Position Summary/Mission

Responsible for intake, investigation and resolution of appeals, complaints and grievances scenarios for all products, which may contain multiple issues and, may require coordination of responses from multiple business units. Ensure timely, customer focused response to appeals, complaints and grievance. Identify trends and emerging issues and report and recommend solutions.

-Research incoming electronic appeals, complaints and grievance to identify if appropriate for unit based upon published business responsibilities. Identify correct resource and reroute inappropriate work items that do not meet appeals, complaints and grievance criteria.
-Research Standard Plan Design or Certification of Coverage relevant to the member to determine accuracy/appropriateness of benefit/administrative denial.
-Research claim processing logic to verify accuracy of claim payment, member eligibility data, billing/payment status, prior to initiation of appeal process.
-Identify and research all components within member or provider/practitioner appeals, complaints and grievance for all products and services.
-Triage incomplete components of appeals, complaints and grievance to appropriate subject matter expert within another business unit(s) for resolution response content to be included in final resolution response.
-Responsible for coordination of all components of appeals, complaints and grievance including final communication to member/provider for final resolution and closure.
-Serve as a technical resource to colleagues regarding appeals, complaints and grievance issues, and similar situations requiring a higher level of expertise.
-Identifies trends and emerging issues and reports on and gives input on potential solutions.

-Ability to meet demands of a high paced environment with tight turnaround times.
-Ability to make appropriate decisions based upon Aetna's current policies/guidelines.
-Collaborative working relationships.
-Thorough knowledge of member and/or provider appeals, complaints and grievance policies.
-Strong analytical skills focusing on accuracy and attention to detail.
-Knowledge of clinical terminology, regulatory and accreditation requirements.
-Excellent verbal and written communication skills.
-Computer literacy in order to navigate through internal/external computer systems, including Excel and Microsoft Word.

Background Experience Required

-Experience in reading or researching benefit language.
-1-2 years experience that includes but is not limited too claim platforms, products, and benefits; patient management; product or contract drafting; compliance and regulatory analysis; special investigations; provider relations; customer service or audit experience.

Background Experience Preferred

-Experience in research and analysis of claim processing a plus.

Education and Certification Requirements

-Some college preferred.
-High School or GED equivalent.

Anticipated Weekly Hours

40

Time Type

Full time

Pay Range

The typical pay range for this role is:

$17.00 - $25.65

This pay range represents the base hourly rate or base annual full-time salary for all positions in the job grade within which this position falls.  The actual base salary offer will depend on a variety of factors including experience, education, geography and other relevant factors.  
 

Our people fuel our future.

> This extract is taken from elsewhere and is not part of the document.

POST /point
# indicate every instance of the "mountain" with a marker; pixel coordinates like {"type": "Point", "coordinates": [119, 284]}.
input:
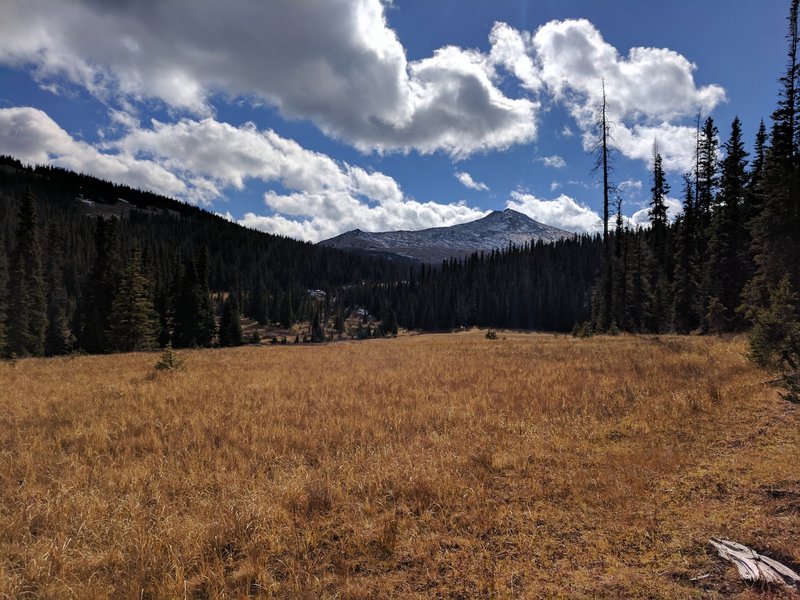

Our teams reflect the customers, patients, members and communities we serve and we are committed to fostering a workplace where every colleague feels valued and that they belong.

Great benefits for great people

We take pride in offering a comprehensive and competitive mix of pay and benefits that reflects our commitment to our colleagues and their families.

This full‑time position is eligible for a comprehensive benefits package designed to support the physical, emotional, and financial well‑being of colleagues and their families. The benefits for this position include medical, dental, and vision coverage, paid time off, retirement savings options, wellness programs, and other resources, based on eligibility.


Additional details about available benefits are provided during the application process and on
Benefits Moments.

We anticipate the application window for this opening will close on: 07/31/2026

Qualified applicants with arrest or conviction records will be considered for employment in accordance with all federal, state and local laws.